There is a chance that you will find your current cardio regimen limiting. A great way to kick up the intensity without switching to HIIT workouts is to consider shopping around for the best resistance bands money can buy. By adding resistance rather than just doing more cardio, you will be able to build muscles rather than simply expending more energy.
What Type of Workouts Should You Do?
So now you know that it’s best to opt for a low-intensity, slower workout. With that in mind, it is time to move onto what type of workouts you can do during your cardio training. The truth is, there are actually a lot more options than most people would imagine.
The word ‘cardio’ typically conjures up images of running for many bodybuilders. However, while it is a rather popular form of aerobic exercise, there’s no real need to engage in this unless you are actually good at running.
Understand, to be able to reap the benefits of a run, you need to have the right form, monitor your breathing, and work at an intensity that is right for your regimen.
As you can imagine, trying to keep track of all these factors can be rather tricky. Not to mention, few people actually know how to run in a manner that is conducive to their bodybuilding. This is why, in many cases, you will be better off hitting up the elliptical machine, rowing machine, or head out on your bicycle.
Keeping Your Bodybuilding and Cardio Workouts Separate
The final piece of advice you need involves organizing your cardio and lifting workouts. As a rule of thumb, always keep these two workouts separate from each other. What does this mean?
Well, to start with, avoid doing both cardio and lifting on the same day. If you are doing weights training one day, make sure to do cardio the next day or the day after that. This way, you will be able to avoid losing muscle due to the use of limited energy resources.

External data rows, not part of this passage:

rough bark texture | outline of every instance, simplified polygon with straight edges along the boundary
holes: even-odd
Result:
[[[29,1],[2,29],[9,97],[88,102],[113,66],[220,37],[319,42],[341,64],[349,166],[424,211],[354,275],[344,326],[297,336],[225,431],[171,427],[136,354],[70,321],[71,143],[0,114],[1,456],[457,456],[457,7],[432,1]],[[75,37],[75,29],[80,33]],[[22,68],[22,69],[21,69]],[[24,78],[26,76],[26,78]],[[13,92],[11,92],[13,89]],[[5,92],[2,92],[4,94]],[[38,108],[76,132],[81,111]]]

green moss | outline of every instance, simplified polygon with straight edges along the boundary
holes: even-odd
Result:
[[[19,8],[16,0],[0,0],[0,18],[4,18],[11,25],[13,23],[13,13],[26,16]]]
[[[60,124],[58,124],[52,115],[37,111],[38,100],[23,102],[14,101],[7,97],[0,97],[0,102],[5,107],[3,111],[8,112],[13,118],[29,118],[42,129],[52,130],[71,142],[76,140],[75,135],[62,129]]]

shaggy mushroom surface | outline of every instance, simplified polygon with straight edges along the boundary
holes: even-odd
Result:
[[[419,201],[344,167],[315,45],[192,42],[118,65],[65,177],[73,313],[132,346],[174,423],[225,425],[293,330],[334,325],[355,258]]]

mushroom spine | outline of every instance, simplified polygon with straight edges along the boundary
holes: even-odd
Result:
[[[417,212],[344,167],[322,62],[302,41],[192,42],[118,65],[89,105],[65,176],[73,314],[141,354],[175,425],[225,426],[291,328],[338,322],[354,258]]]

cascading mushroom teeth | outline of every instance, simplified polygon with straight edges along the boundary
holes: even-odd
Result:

Let’s imagine for a moment that you have no choice but to do both workouts on the same day. In this situation, make sure that there are around eight hours between your bodybuilding exercises and your cardio exercises. You can minimize muscle loss since you will give your body some time to recover.
At the very least, make sure to work out different muscle groups with each of the workouts. For example, if you focus on your legs during your weight training, when doing cardio, pay attention to your upper body.
OK, I’m sold on the cardio. So I guess I need to buy a treadmill now?
Yes and no. If you prefer the feeling of a steady walk uphill at a moderate pace then a quality home treadmill would be a great option. Most bodybuilders however opt for stair stepping machines.
In fact, StairMasters (biggest brand of stair stepper) are so common and so highly recommended by professional bodybuilders we included it in our list of “home gym must-haves” for all series bodybuilders.
As you can see, bodybuilders, all the way from top veteran IFBB pros to beginner lifters simply can’t ignore cardio workouts anymore. At the same time, you shouldn’t go in blindly and hope for the best.
At the end of the day there are no secrets and there is no magic. If you’ve been lifting weights for a while know then you probably have realized this a long time ago; great physiques require hard work and discipline.
If you have the discipline to dial in your diet (whole foods and supplements) as well as your workout routine (weights and cardio) then there is no reason you shouldn’t be able to achieve your bodybuilding goals, whether they be to get thick or to get skinny yoked.